I graduated from the 8th grade in the new [Almo primary] school... I took the eighth grade twice because I didn't want to stay home. The folks did not want to let me go away from home and there was no high school in Almo. . . [In 1918] I coaxed [Dad] to let me go to high school at Oakley. He wasn't thrilled about it but he did let me go. Grace Thompson and I rented a room and batched together. We paid $4 a month rent.

[Life Story of Bertha T. Kimber, n.d., City of Rocks National Reserve.]

Rhea Toyn of neighboring Grouse Creek remembers weaving carpets to cover the floors, making candles, mending shoes, and tanning leather. Women also served as midwives and nurses in a place where childbirth and disease were frequent, doctors scarce, medicine primitive, and roads slow. [262]

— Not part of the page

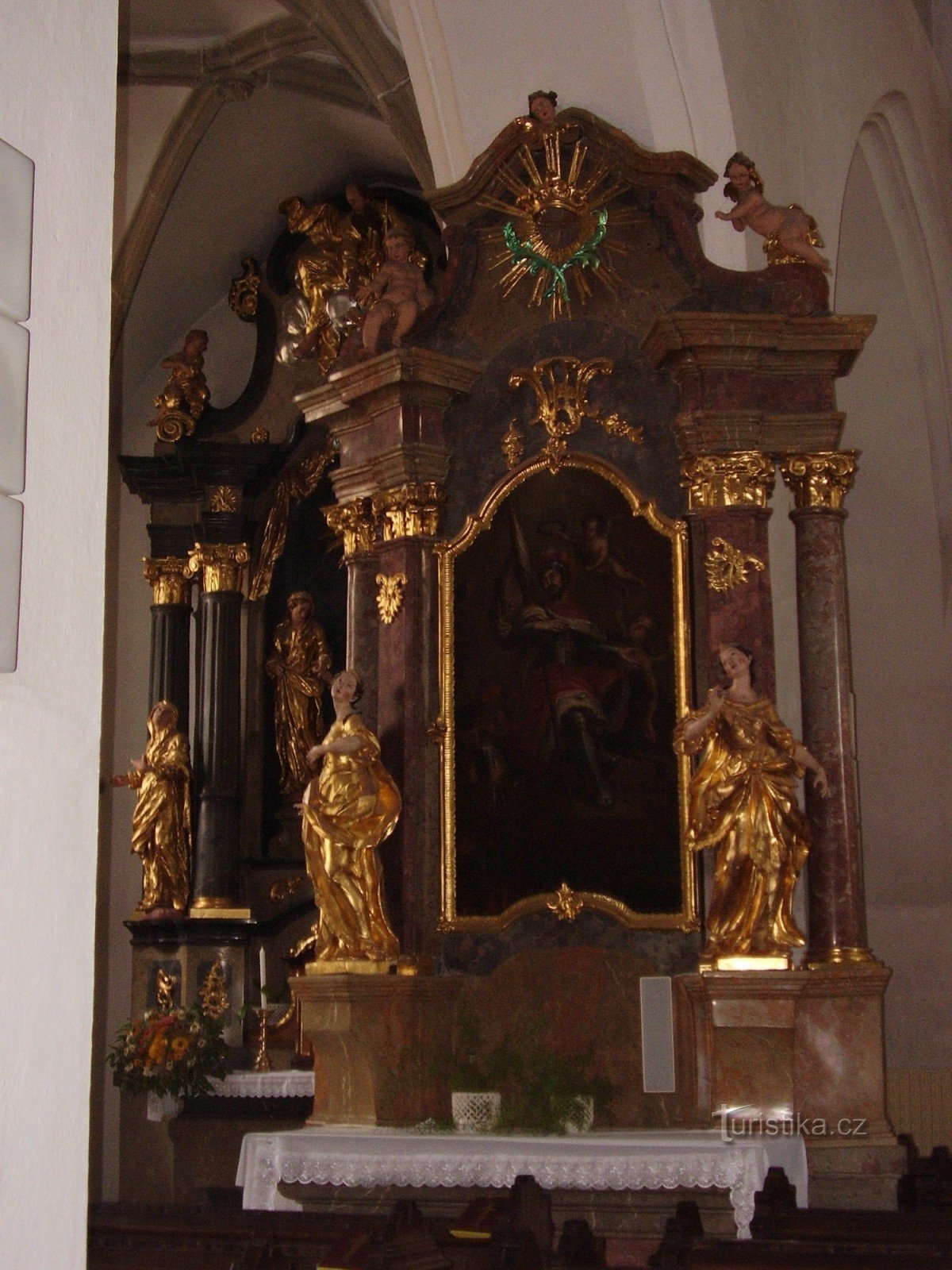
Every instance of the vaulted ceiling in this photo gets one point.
(225, 108)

Minors were also at home. Census records for Almo, Elba, Albion, and Moulton (1900, 1910) consistently identify sons, over the age of 12, as "farm laborers" rather than as students; daughters' schooling was similarly brief. By 1920, the census reveal that children stayed in school until the age of 16 or 17; these schools, however, closed for up to two weeks so that children could help with the harvest. [263] Clifton Rooker, born in Albion in 1906, remembered that "money [was] always a problem [and] it was natural and necessary that everyone had to work as soon as they were able and could find a job that would make money." Clifton and his brother Harold gathered wool tufts left by bands of sheep as they were trailed under fences: "Some years we would gather impressive amounts which was [sic] then sold to a man with wool to market." In a process repeated by Plains children throughout the West, Clifton and Harold also gathered the tails of the ground squirrels that destroyed area crops. Once trapped, the tails were cured on area fences, and redeemed by the county at "some fraction of a cent." The summer of 1921, when Clifton was 13, he took a job on a neighboring farm. Here, for $1 per day plus room and board, he milked the six or seven cows; fed the hogs, cows, horses, and chickens; cleaned the barn and stables; hoed and thinned the beets; irrigated the various crops; and moved and raked the hay. [264]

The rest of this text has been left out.